Bagaimana proses perdagangan Efek Syariah yang terdaftar di Bursa Efek Indonesia? Yuk, simak ketentuan fatwa dari DSN MUI mengenai mekanisme perdagangan Efek Syariah!
Pada 2011 Dewan Syariah Nasional Majelis Ulama Indonesia (DSN MUI) telah mengeluarkan Fatwa DSN MUI yang mendasari perdagangan saham syariah secara syariah.
Fatwa tersebut adalah Fatwa Nomor 80 Tentang Penerapan Prinsip Syariah Dalam Mekanisme Perdagangan Efek Bersifat Ekuitas di Pasar Reguler Bursa Efek. Di dalamnya ada lima ketentuan mekanisme perdagangan Efek Syariah, yaitu :
- Perdagangan Efek di Pasar Reguler Bursa Efek menggunakan akad jual beli (bai’)
- Akad jual beli dinilai sah ketika terjadi kesepakatan pada harga serta jenis dan volume tertentu antara permintaan beli dan penawaran jual. Baca: Jual Beli dengan Akad Murabahah, Tidak Sulit
- Pembeli boleh menjual efek setelah akad jual beli dinilai sah sebagaimana dimaksud dalam ketentuan diatas, walaupun penyelesaian administrasi transaksi pembeliannya (settlement) dilaksanakan di kemudian hari, berdasarkan prinsip qabdh hukmi (penguasaan komoditi oleh pembeli secara dokumen kepemilikan komoditi yang dibelinya baik dalam bentuk catatan elektronik maupun non-elektronik).

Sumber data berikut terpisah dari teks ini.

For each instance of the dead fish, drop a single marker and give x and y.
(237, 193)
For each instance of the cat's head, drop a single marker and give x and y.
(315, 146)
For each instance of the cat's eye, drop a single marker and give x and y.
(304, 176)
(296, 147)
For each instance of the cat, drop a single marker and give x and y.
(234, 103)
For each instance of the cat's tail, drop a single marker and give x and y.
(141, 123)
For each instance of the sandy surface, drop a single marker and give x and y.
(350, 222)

- Efek yang dapat dijadikan obyek perdagangan hanya Efek Bersifat Ekuitas Sesuai Prinsip Syariah. Baca: Ini Rambu Larangan dalam Perdagangan Efek Syariah
- Harga dalam jual beli tersebut dapat ditetapkan berdasarkan kesepakatan yang mengacu pada harga pasar wajar melalui mekanisme tawar menawar yang berkesinambungan (bai’ almusawamah).

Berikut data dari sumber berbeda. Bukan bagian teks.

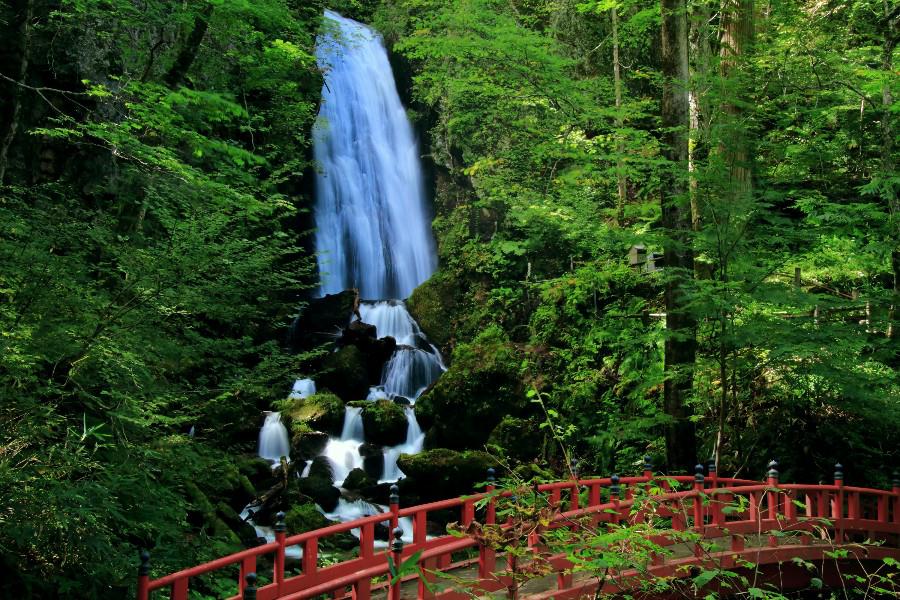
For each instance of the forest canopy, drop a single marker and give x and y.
(676, 224)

Otoritas Jasa Keuangan (OJK) pun secara periodik telah mengeluarkan Daftar Efek Syariah (DES) yang memuat saham-saham yang sesuai dengan ketentuan syariah.
Hingga Juni 2015 ada 334 saham yang masuk dalam kategori sebagai saham syariah di Indonesia. Nilai kapitalisasi pasar yang tergabung dalam Indeks Saham Syariah Indonesia tercatat sebesar Rp 2.871,9 triliun. Sedangkan, total nilai kapitalisasi pasar 30 saham syariah teratas yang terdapat di Jakarta Islamic Index sebesar Rp 1.901,6 triliun.